Dalam hal ini, Prof Joni menjelaskan bahwa
sebenarnya pihak ITS saat ini masih melakukan proses penyelidikan untuk membuktikan
keterlibatan para dosen tersebut. Namun, pihaknya membantah bila telah memecat
ketiga dosen yang diberitakan tersebut sebagai pegawai negeri sipil (PNS).
“Benar ada dugaan atas kasus tersebut dan
kami sedang melakukan penyelidikan kepada mereka, namun dua dosen dan satu
dekan tersebut statusnya tidak dipecat dari status PNS. Hanya kami berhentikan
sementara dari jabatan strukturalnya, yang berkaitan juga masih mengajar di
ITS,” jelas Joni.
Joni meyakini adanya salah komunikasi atau
salah kutip dari media terkait atas apa yang dinyatakan oleh Menristekdikti
tersebut. “Saya sudah komunikasikan dengan Pak Menteri (Menristekdikti, red),
karena memecat seseorang dari status PNS-nya itu tidak mudah. Kita harus
memeriksa pelanggaran tersebut, mengacu pada pelanggaran apa, itu harus
detail,” papar guru besar Teknik Lingkungan ini.

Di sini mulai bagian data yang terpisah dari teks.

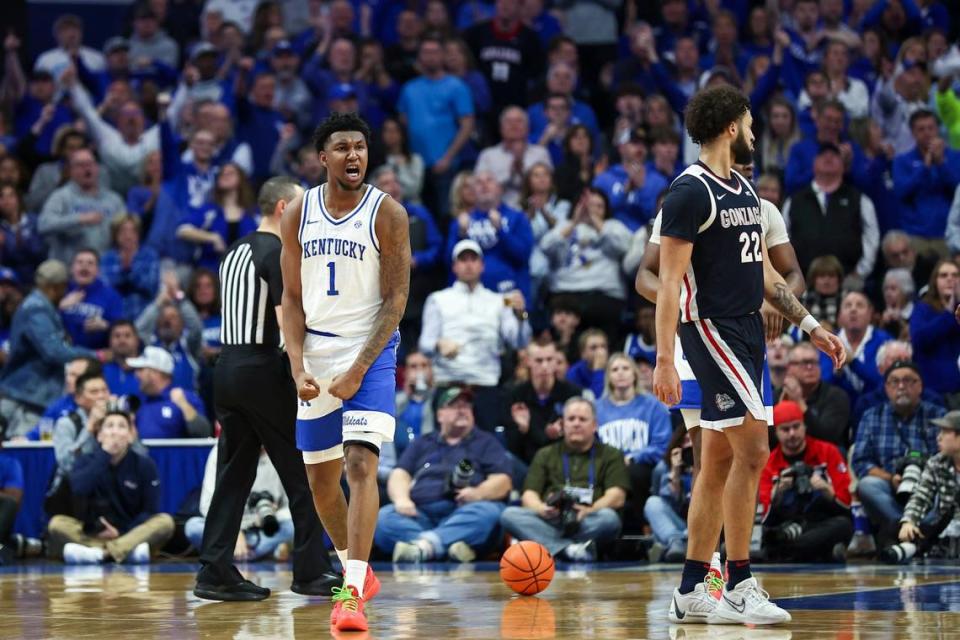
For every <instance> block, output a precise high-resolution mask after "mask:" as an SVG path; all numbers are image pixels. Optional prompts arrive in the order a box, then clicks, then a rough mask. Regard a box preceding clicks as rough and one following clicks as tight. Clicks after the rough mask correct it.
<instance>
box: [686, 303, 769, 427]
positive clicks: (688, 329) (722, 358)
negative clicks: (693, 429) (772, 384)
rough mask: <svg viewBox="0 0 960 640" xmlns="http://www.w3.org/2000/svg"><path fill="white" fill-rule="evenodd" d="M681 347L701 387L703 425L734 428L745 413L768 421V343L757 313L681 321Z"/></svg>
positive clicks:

Menurut Joni, ITS saat ini juga sudah
membentuk tim Bina Khusus untuk mengaji lebih dalam terhadap dosen dan dekan
ITS yang terlibat dengan HTI. Tim Bina Khusus ini terdiri dari Wakil Rektor,
dari biro hukum, para wakil dekan dan beberapa ahli lainnya. “Mereka akan
menyelidiki kasus ini dan akan memberikan arahan kepada saya untuk selanjutnya
saya usulkan kepada Pak Menteri,” sambungnya.
Joni juga mengatakan, terkait peristiwa yang terjadi
akhir-akhir ini, ITS tidak mau diklaim sebagai kampus radikal. “Atas kejadian
akhir-akhir ini juga, kami tidak mau menjadikan para mahasiswa takut untuk
mempelajari agama mereka sendiri,” tutupnya.